Tribune Staff Reporter

lsweeting@tribunemedia.net

AUTHORITIES are seeing an increase in the unlicensed use of national symbols, with National Security Minister Wayne Munroe warning that unsanctioned use of symbols could prompt a $250 fine or a six months prison sentence.

The Ministry of National Security released a statement yesterday noting that people using national symbols on merchandise connected to business or jobs must obtain a license or written permission from the minister.

Mr Munroe told The Tribune: “The Officer-in-Charge of the area indicated that they’re improving enforcement of the symbols and they were noticing that there are a lot of items coming out with a flag or a Coat of Arms, and they had no record of having received an application or approval so just physically the public servants seeing it and knowing that that hadn’t come in is what prompted them to address it.”

A licence to use national symbols can be approved after applying to the ministry and paying $20. The licence would be valid from January 1 to December 31 of each year, no matter when permission is obtained.

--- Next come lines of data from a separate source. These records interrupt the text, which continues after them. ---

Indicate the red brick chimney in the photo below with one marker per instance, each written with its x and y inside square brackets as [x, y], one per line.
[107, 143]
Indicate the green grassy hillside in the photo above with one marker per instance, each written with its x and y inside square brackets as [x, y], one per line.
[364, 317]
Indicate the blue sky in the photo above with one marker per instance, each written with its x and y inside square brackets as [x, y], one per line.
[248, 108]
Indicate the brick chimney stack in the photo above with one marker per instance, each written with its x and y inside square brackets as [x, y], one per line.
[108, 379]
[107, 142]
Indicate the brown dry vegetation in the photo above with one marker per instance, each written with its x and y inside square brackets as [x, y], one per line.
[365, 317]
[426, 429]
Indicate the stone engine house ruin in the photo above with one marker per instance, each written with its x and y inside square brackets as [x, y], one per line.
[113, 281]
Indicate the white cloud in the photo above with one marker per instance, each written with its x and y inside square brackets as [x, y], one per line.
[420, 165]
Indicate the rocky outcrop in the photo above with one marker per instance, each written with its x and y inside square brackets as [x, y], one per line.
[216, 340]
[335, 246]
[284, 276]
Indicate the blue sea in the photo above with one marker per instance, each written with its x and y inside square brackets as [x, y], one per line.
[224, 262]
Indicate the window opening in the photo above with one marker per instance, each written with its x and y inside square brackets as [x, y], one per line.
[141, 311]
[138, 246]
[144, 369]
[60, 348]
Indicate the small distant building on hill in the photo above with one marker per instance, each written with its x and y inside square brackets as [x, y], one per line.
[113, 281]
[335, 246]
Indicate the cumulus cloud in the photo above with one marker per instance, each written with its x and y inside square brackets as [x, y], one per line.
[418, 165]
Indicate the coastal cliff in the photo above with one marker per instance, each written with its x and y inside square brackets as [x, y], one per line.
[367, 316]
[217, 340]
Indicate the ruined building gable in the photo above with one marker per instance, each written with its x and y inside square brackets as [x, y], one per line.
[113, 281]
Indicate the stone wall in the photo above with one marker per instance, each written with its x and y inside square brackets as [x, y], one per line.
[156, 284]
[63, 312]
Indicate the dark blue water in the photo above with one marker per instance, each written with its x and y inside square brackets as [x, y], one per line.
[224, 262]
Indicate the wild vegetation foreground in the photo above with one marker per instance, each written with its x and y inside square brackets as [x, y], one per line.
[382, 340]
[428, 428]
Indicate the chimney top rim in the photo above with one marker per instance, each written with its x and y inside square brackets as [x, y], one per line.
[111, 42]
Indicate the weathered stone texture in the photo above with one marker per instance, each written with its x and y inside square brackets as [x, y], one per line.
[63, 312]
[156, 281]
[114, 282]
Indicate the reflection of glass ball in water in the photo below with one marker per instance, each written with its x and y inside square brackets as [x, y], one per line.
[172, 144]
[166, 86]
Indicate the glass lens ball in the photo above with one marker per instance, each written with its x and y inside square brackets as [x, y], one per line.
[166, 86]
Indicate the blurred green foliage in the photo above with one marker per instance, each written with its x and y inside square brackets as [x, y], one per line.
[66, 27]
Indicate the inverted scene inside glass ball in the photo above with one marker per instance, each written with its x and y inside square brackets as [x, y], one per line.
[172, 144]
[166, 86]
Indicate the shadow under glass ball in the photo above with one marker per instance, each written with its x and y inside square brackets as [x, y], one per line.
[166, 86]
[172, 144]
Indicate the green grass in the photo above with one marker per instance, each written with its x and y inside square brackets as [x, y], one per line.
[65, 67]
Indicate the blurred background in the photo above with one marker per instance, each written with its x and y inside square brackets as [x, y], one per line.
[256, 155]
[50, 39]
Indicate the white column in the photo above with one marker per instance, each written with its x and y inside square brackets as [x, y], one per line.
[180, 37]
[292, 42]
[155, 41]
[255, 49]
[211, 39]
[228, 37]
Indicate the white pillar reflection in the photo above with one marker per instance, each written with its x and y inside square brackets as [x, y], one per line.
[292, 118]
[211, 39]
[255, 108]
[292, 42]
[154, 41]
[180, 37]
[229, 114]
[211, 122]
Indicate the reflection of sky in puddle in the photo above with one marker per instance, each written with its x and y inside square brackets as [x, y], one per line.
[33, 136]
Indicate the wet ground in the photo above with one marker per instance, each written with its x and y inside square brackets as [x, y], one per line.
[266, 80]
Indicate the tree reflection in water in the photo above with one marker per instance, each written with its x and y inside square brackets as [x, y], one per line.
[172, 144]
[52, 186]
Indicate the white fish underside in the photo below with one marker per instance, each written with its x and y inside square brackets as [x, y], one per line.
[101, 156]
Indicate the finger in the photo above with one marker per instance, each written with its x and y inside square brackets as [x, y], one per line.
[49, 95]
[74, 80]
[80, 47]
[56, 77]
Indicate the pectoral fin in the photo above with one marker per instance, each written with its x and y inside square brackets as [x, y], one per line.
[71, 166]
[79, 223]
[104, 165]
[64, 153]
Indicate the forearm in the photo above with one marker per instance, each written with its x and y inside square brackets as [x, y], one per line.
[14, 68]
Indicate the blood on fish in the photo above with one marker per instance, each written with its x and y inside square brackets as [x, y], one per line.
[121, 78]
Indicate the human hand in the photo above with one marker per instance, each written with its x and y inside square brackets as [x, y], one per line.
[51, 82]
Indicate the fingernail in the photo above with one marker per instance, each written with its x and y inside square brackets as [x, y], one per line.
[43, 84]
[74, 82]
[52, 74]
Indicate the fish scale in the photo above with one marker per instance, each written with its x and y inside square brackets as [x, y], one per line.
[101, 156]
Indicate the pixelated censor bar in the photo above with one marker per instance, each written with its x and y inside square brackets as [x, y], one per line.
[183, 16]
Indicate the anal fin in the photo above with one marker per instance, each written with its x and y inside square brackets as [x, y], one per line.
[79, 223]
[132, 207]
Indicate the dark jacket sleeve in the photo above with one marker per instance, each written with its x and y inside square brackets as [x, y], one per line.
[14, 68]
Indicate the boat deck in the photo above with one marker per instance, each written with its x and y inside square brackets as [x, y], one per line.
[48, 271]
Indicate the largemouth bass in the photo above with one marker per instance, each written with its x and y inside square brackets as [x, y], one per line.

Mr Munroe stressed that those violating the law need to comply quickly. “The cost of (a licence) is $20 right, so let’s assume you have, out of ignorance, offended the law; it just takes $20 to come in compliance,” he said.

 “Now there are some uses that we don’t approve, if it would put the flag or the coat-of-arms in a degrading light. So, if you want to have a rag for people to clean their cars with the Bahamian flag, we’re not going to approve. But most things within reason are approved and if persons are currently in breach of the law, it only takes an application to the ministry and $20 to come into alignment.”

 Mr Munroe said the application process for the licence would be digitalized.

 “Like any crime, it’s enforced in so far as you’re able to detect people breaching the law and then go ahead to enforce it,” he said. “(The police) have been tasked with putting a proposal forward. “So whether you use the police to go around businesses and see if anybody is displaying goods that are not approved or things that are not approved; I know they’ve started doing web searches to see online if things advertised have been approved. It’s a policing issue.”